Mário Teodoro, no entanto, garantiu que as metas divulgadas hoje terão o suporte do restante do Executivo: “Temos o apoio de diversos ministérios, que estão abertos e solidários com a proposta. Estamos, de fato, otimistas de que o governo irá encampar um grande programa de ação afirmativa”. A elaboração do plano está prevista no Estatuto da Igualdade Racial (Lei 12.288/10).

Disparidade
Na audiência, a técnica em Planejamento e Pesquisa da Diretoria de Estudos e Políticas Sociais do Instituto de Pesquisa Econômica Aplicada (Ipea) Fernanda Lira Góes mostrou dados para evidenciar a disparidade entre brancos e negros no mercado de trabalho. De acordo com o Ipea, a taxa de desemprego das mulheres negras é a pior de todos os segmentos da sociedade: 12%. Os homens brancos, por sua vez, são os mais empregados (taxa média de desemprego de 5%).

Além disso, ressaltou a técnica, mesmo quando os negros têm empregos equivalentes aos dos brancos, os salários são menores. Conforme levantamento de 2009, as trabalhadoras domésticas negras recebiam 13% menos que as domésticas brancas.
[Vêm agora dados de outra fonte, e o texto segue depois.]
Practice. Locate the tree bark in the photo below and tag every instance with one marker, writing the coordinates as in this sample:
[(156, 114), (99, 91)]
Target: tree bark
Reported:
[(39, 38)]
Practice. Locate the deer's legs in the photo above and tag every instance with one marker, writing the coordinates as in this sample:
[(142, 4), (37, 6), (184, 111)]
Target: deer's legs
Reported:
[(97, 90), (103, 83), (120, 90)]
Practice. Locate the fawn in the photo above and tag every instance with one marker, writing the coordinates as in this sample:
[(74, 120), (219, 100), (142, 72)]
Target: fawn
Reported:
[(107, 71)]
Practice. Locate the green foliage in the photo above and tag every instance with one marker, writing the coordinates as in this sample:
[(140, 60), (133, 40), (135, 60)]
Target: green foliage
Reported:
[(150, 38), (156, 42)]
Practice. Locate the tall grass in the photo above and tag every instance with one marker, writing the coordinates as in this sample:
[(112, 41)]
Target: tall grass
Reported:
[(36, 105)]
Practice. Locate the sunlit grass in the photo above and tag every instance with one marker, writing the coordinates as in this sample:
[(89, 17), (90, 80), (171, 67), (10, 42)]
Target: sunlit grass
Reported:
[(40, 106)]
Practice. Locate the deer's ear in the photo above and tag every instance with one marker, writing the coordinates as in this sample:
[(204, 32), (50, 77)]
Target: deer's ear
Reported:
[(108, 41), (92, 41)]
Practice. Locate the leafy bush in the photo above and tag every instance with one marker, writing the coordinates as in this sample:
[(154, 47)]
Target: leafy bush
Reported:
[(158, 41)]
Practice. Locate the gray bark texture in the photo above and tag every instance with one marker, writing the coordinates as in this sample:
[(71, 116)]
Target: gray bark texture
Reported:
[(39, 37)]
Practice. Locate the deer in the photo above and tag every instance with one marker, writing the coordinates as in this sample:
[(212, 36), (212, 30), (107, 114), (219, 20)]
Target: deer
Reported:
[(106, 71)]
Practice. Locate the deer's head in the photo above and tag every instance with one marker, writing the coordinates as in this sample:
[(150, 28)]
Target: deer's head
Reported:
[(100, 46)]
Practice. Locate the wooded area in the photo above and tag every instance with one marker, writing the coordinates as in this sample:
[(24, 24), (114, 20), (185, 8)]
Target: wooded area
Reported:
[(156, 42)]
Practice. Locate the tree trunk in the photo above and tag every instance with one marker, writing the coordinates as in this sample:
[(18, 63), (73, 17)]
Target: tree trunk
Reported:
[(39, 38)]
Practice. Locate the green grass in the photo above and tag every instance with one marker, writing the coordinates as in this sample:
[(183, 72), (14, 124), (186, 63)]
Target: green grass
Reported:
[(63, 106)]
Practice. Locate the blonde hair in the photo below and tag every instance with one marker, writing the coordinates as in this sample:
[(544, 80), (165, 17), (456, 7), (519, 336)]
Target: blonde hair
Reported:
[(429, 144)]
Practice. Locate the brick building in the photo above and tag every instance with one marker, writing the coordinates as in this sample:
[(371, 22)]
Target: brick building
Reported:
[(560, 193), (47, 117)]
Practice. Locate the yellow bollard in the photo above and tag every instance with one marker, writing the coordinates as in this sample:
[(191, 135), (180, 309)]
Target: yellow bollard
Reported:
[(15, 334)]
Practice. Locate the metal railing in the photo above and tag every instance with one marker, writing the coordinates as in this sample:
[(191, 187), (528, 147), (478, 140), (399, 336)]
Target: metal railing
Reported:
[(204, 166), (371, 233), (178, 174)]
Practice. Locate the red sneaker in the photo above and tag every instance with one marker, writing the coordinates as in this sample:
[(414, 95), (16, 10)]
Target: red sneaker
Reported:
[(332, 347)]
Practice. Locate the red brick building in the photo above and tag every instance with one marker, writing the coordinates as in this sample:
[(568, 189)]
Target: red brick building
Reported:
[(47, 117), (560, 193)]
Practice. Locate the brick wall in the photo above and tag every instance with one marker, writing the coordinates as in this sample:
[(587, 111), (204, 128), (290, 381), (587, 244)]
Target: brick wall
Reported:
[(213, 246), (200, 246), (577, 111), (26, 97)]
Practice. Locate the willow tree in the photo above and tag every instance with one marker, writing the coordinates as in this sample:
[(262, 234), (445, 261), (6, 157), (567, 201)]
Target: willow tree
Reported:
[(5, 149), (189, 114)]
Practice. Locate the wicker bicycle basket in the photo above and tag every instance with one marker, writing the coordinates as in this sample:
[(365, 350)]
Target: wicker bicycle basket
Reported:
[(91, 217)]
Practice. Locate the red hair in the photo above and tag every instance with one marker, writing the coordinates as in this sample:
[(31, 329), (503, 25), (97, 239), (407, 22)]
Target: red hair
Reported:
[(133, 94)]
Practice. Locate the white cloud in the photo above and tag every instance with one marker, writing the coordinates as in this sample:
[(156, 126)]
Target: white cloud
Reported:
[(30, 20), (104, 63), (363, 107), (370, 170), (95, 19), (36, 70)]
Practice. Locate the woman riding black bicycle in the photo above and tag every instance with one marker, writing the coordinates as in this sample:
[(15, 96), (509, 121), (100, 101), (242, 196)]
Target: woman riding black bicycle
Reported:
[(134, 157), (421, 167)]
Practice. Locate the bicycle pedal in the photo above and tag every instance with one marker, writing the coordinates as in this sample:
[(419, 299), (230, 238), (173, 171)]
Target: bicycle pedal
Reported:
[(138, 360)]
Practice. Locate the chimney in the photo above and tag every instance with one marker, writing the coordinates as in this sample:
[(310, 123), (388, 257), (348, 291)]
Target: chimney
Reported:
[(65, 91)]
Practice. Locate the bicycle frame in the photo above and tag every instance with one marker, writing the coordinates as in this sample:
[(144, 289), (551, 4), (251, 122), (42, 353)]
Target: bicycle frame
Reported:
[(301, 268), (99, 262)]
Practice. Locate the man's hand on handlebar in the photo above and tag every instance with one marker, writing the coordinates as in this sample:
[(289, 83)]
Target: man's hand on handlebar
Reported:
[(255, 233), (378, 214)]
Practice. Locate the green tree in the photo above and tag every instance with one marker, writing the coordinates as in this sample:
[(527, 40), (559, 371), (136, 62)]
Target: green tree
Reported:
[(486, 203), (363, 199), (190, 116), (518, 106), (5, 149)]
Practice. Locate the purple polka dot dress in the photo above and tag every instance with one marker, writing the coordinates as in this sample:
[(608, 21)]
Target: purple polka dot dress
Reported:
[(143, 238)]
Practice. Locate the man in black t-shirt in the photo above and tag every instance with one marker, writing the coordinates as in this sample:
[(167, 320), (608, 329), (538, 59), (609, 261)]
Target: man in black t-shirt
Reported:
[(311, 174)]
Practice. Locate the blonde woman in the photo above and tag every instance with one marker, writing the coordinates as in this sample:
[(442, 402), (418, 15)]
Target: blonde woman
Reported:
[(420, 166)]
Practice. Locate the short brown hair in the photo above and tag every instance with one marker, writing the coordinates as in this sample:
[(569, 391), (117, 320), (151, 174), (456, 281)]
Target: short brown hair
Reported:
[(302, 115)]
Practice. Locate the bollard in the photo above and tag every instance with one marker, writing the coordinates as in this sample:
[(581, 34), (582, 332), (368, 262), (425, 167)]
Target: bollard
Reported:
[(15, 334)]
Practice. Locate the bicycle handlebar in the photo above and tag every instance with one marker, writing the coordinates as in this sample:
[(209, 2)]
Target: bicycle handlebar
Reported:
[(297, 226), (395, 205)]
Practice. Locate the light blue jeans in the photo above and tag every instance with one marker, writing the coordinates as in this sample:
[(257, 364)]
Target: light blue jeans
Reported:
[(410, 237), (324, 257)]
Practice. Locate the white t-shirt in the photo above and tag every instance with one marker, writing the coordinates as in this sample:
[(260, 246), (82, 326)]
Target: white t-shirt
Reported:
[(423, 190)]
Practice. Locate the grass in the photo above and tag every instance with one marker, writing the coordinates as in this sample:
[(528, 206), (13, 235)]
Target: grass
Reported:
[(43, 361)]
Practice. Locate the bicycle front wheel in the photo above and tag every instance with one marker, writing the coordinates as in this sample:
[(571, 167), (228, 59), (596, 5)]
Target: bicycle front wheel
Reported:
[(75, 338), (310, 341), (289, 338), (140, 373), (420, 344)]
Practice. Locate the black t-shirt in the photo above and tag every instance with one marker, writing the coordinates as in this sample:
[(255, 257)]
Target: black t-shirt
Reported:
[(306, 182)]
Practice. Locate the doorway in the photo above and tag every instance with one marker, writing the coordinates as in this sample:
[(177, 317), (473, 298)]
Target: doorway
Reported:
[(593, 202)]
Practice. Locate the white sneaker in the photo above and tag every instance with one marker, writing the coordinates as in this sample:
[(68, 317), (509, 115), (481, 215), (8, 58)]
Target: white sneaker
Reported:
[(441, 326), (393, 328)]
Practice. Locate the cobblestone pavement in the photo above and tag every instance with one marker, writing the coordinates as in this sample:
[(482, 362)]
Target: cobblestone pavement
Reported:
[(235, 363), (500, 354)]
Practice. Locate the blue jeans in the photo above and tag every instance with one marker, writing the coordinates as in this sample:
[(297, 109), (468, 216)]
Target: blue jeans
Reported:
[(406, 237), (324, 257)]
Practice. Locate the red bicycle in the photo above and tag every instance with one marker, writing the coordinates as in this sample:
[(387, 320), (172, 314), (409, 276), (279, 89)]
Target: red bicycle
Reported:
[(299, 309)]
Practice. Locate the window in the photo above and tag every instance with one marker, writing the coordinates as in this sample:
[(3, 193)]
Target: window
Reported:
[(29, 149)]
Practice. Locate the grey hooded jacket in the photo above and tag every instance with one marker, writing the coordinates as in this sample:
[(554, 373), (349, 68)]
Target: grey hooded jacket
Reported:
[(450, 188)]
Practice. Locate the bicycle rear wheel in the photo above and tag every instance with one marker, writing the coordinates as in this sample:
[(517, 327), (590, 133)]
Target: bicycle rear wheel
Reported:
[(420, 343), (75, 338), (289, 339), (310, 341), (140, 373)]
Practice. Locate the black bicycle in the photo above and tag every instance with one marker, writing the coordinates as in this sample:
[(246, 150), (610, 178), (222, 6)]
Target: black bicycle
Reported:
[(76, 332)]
Segundo o diretor de Relações Institucionais da Federação dos Bancos Brasileiros (Febraban), Mário Sérgio Vasconcelos, essas divergências vêm sendo combatidas no setor bancário, pelo menos. Ele informou que, entre junho de 2011 e março de 2012, os 14 maiores estabelecimentos bancários do País contrataram 10 mil pessoas. Desse número, 5,9 mil são negros. “O crescimento proporcional dos profissionais negros tem sido contínuo e sem recuos”, assegurou.

O argumento, porém, não convenceu Frei David, que pediu medidas específicas de contratação de negros. “É duro ver o que ocorre todo dia: em uma seleção para dez profissionais, sendo 80 candidatos negros e 20 brancos, os dez selecionados estão entre os brancos. Isso não pode continuar”, sustentou. Domingos Dutra também defendeu a política de cotas nas empresas: “Já há cotas para deficientes, para mulheres nos partidos, para negros em universidades. É justo que haja também nas empresas, uma vez que os negros representam mais da metade da população brasileira”.

Além de Dutra, solicitaram o debate os deputados Luiz Alberto (PT-BA), Luiz Couto (PT-PB) e Janete Rocha Pietá (PT-SP).